Mais il y a une astuce ! Pour mesurer l’inflation, l’Insee utilise plusieurs indices. Le plus répandu, celui qui sert de référence au gouvernement pour la hausse du Smic et des allocations sociales, c’est l’indice des prix à la consommation (IPC). Mais il existe un autre indice, également produit par l’Insee, l’indice des prix à la consommation harmonisé (IPCH). L’indice harmonisé, contrairement à l’IPC, prend en compte le non-remboursement des dépenses de santé. Preuve de sa très grande qualité, l’IPCH est l’indice utilisé par tous les pays membres de l’UE – mais pas la France, sans que l’on sache pourquoi.
Avoir la bonne loupe
Or, pour avoir un bon diagnostic, il faut une bonne loupe ! Observons ce qu’il s’est passé pendant dix ans, de 2014 à 2024. Si on utilise l’IPC, alors on dira que le pouvoir d’achat du salaire mensuel de base a augmenté.
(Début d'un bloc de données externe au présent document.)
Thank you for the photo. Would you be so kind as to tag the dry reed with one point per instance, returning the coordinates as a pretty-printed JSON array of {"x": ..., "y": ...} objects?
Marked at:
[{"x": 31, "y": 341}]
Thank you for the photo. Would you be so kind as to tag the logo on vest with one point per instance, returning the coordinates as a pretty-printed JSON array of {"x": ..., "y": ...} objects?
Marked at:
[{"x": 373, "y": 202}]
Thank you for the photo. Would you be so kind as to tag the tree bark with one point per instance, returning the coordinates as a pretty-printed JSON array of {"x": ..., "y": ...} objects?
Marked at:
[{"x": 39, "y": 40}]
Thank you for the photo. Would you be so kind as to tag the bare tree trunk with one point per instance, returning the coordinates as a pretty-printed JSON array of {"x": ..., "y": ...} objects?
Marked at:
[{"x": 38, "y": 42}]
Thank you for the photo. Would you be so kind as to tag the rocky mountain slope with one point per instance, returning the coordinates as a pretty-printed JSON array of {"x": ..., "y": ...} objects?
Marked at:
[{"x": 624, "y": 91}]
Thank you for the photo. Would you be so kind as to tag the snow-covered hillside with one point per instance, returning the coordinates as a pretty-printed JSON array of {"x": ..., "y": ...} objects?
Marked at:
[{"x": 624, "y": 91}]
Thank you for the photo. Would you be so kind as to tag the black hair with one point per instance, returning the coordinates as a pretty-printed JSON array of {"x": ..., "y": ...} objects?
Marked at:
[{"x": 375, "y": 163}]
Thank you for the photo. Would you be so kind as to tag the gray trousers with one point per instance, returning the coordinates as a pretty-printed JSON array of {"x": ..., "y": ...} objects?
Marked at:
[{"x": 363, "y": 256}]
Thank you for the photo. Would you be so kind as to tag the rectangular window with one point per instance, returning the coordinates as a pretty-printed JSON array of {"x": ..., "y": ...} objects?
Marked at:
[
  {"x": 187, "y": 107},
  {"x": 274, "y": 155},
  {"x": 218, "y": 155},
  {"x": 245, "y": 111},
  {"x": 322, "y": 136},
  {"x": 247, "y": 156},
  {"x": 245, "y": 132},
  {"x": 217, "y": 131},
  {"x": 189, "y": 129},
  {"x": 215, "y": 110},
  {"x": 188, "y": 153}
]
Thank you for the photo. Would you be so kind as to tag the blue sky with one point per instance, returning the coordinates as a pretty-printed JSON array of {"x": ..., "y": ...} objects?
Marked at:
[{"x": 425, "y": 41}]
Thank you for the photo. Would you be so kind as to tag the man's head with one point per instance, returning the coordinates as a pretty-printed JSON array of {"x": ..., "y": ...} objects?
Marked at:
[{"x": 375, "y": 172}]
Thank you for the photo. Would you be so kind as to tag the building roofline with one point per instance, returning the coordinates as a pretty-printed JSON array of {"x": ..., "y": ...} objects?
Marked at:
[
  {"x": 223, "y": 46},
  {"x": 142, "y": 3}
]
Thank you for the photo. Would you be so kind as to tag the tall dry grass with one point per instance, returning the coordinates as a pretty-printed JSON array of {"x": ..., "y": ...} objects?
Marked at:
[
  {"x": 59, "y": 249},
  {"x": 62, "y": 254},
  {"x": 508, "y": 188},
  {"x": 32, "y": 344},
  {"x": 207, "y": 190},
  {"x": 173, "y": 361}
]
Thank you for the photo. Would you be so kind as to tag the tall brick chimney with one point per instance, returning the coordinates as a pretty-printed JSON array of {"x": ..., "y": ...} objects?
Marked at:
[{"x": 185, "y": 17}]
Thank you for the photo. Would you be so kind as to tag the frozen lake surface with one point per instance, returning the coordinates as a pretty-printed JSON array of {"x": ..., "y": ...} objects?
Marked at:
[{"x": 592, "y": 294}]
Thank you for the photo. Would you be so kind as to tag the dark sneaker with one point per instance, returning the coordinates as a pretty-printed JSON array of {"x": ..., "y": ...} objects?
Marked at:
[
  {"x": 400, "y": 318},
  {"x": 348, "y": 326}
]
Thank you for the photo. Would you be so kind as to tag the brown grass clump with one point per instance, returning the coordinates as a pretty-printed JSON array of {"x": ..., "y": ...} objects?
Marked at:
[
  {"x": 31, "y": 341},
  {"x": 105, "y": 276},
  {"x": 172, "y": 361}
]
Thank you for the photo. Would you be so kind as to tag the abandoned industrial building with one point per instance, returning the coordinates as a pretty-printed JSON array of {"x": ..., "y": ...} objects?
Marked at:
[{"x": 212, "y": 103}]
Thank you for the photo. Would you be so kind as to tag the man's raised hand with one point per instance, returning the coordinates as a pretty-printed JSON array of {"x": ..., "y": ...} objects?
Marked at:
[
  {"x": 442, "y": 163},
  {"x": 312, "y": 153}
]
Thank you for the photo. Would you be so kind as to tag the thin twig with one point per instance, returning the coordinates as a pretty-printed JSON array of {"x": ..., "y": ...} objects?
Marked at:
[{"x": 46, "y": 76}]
Oh, très peu : de 2,3 % en une décennie. Mais, comme l’expliquent Pierre Concialdi, François Geerolf et Florence Jany-Catrice dans une tribune publiée dans Le Monde le 18 avril 2025, la réalité est pire.
Car, si on utilise l’IPCH, alors le pouvoir d’achat du salaire mensuel de base n’augmente pas. Il chute (de 0,8 %). Et les choses se sont encore aggravées ces quatre dernières années. Mesurée avec l’IPCH, la chute de niveau de vie des salariés atteint 2,5 % depuis 2022. Indexer à partir de maintenant les salaires sur l’inflation ne ferait qu’éviter de nouvelles chutes de niveau de vie. Cela ne comblerait pas les pertes passées. C’est donc une nécessité absolue.
Messieurs Attal, Retailleau et Wauquiez, vous voulez « défendre la valeur travail » ? Madame de Monchalin, vous souhaitez rendre les métiers de la fonction publique « attractifs » ? Une solution existe, simple et sans danger : indexez la hausse des salaires sur celle des prix (version IPCH évidemment). Car le véritable nom de votre « valeur travail » bidon, c’est tout simplement le niveau de vie des travailleuses et des travailleurs. Qui, dans notre pays, ne cesse de chuter.